Question

The radius of the Earth's circular orbit round the Sun is 149×10⁶ km. The Earth takes 365 days to orbit the Sun. The tangential velocity of the Earth is_____ km/hour. (π = 3.14) (Round off to one decimal place)

Answer 1

Correct Answer: 106817

$\text{1. Define Variables and Formula}$

The tangential velocity ($v$) of an object moving in a circular path is the distance traveled (circumference of the orbit, $C$) divided by the time taken ($T$, the orbital period).

$$\text{Velocity } (v) = \frac{\text{Distance}}{\text{Time}} = \frac{2\pi R}{T}$$

$\text{Variables}$

Orbital Radius ($R$): $149 \times 10^6 \text{ km}$

Orbital Period ($T$): $365 \text{ days}$

Constant ($\pi$): $3.14$

$\text{Required Unit Conversion}$

The final answer must be in $\mathbf{\text{km/hour}}$. We must convert the orbital period $T$ from days to hours.

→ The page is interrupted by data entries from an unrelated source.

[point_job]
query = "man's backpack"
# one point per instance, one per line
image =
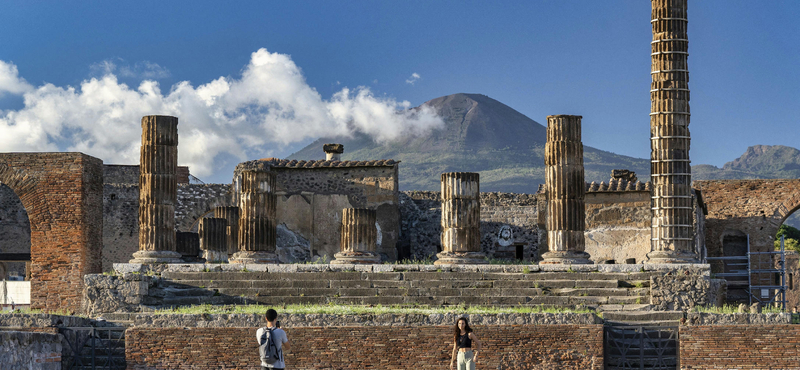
(267, 349)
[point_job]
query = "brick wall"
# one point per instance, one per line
(62, 194)
(740, 347)
(427, 347)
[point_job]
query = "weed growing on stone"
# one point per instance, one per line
(333, 309)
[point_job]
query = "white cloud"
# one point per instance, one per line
(268, 107)
(10, 82)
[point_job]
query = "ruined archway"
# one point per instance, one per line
(62, 193)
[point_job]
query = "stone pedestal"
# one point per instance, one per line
(257, 227)
(565, 190)
(158, 191)
(461, 219)
(231, 214)
(213, 239)
(188, 245)
(359, 237)
(672, 214)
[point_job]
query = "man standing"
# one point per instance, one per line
(278, 336)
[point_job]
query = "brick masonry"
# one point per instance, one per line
(62, 194)
(740, 347)
(420, 347)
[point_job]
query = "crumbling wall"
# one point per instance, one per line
(30, 351)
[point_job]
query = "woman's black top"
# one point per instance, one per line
(464, 341)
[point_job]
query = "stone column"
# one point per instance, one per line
(461, 219)
(158, 191)
(188, 245)
(257, 227)
(359, 237)
(232, 230)
(213, 240)
(670, 167)
(565, 189)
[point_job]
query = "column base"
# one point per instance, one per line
(671, 257)
(215, 256)
(460, 258)
(254, 257)
(147, 257)
(566, 258)
(342, 258)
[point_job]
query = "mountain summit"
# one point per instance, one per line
(482, 135)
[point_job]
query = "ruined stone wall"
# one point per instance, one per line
(740, 347)
(618, 225)
(15, 231)
(62, 194)
(557, 346)
(753, 207)
(30, 351)
(310, 203)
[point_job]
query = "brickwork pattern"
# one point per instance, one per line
(427, 347)
(740, 347)
(62, 193)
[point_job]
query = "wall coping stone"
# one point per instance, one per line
(687, 269)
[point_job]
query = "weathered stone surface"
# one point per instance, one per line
(565, 189)
(30, 351)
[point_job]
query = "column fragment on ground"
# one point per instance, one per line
(359, 237)
(158, 191)
(461, 219)
(231, 214)
(565, 189)
(671, 226)
(213, 239)
(257, 226)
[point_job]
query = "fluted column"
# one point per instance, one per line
(213, 240)
(359, 237)
(188, 245)
(158, 191)
(565, 189)
(670, 167)
(232, 230)
(257, 227)
(461, 219)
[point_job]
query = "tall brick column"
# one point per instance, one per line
(670, 167)
(213, 239)
(257, 227)
(461, 219)
(565, 189)
(359, 237)
(232, 230)
(158, 191)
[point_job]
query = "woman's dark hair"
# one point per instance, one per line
(457, 331)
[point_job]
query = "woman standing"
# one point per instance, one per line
(465, 346)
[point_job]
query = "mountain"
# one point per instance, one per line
(758, 162)
(480, 135)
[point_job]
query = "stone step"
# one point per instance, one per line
(643, 316)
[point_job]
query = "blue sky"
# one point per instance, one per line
(239, 73)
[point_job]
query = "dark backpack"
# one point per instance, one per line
(267, 348)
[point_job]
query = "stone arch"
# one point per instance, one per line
(200, 208)
(62, 194)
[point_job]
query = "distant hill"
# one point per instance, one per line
(758, 162)
(480, 135)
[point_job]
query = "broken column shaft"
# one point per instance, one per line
(461, 219)
(213, 239)
(359, 237)
(158, 191)
(671, 202)
(231, 214)
(565, 188)
(257, 227)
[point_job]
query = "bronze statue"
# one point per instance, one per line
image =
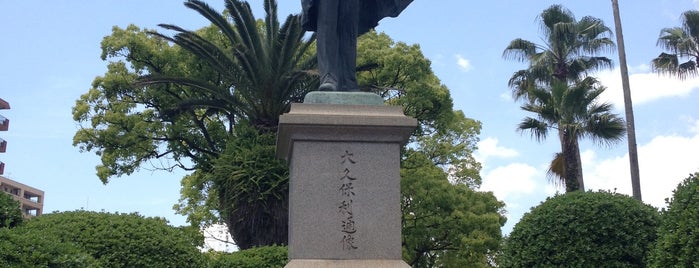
(337, 24)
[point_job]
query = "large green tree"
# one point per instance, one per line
(570, 52)
(181, 104)
(154, 103)
(446, 224)
(574, 112)
(682, 46)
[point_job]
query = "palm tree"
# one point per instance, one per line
(260, 69)
(574, 111)
(264, 67)
(570, 53)
(682, 44)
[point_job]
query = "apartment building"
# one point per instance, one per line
(30, 198)
(4, 125)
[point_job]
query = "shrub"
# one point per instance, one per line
(123, 240)
(583, 229)
(269, 256)
(10, 211)
(21, 247)
(678, 235)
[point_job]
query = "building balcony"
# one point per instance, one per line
(30, 198)
(4, 123)
(4, 105)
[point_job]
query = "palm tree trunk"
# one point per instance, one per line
(578, 168)
(628, 107)
(571, 154)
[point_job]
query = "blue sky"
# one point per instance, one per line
(50, 55)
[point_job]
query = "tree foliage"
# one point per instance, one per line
(681, 44)
(171, 106)
(10, 211)
(210, 103)
(678, 234)
(445, 224)
(583, 229)
(122, 240)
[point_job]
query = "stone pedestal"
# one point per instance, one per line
(344, 190)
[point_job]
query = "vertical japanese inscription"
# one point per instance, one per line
(347, 194)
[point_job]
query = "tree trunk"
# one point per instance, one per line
(628, 106)
(571, 154)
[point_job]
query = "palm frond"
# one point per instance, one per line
(537, 129)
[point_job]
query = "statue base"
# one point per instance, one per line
(347, 264)
(344, 186)
(341, 97)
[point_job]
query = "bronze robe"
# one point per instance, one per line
(370, 13)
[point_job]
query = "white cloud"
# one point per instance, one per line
(510, 180)
(645, 86)
(489, 148)
(463, 63)
(664, 162)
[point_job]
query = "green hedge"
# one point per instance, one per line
(23, 247)
(678, 235)
(583, 229)
(123, 240)
(268, 257)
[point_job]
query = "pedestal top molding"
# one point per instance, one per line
(330, 122)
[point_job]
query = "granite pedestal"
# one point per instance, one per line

$$T = 365 \text{ days} \times \frac{24 \text{ hours}}{1 \text{ day}} = 8760 \text{ hours}$$

$\text{2. Calculate the Tangential Velocity}$

Substitute the converted values into the velocity formula:

$$v = \frac{2 \pi R}{T}$$

$$v = \frac{2 \times 3.14 \times (149 \times 10^6 \text{ km})}{8760 \text{ hours}}$$

$$v = \frac{6.28 \times 149 \times 10^6}{8760} \text{ km/hour}$$

$$v = \frac{935.72 \times 10^6}{8760} \text{ km/hour}$$

$\text{Calculation}$

$$v \approx 106817.3516 \text{ km/hour}$$

$\text{3. Rounding}$

Rounding the result to one decimal place:

$$v \approx 106817.4 \text{ km/hour}$$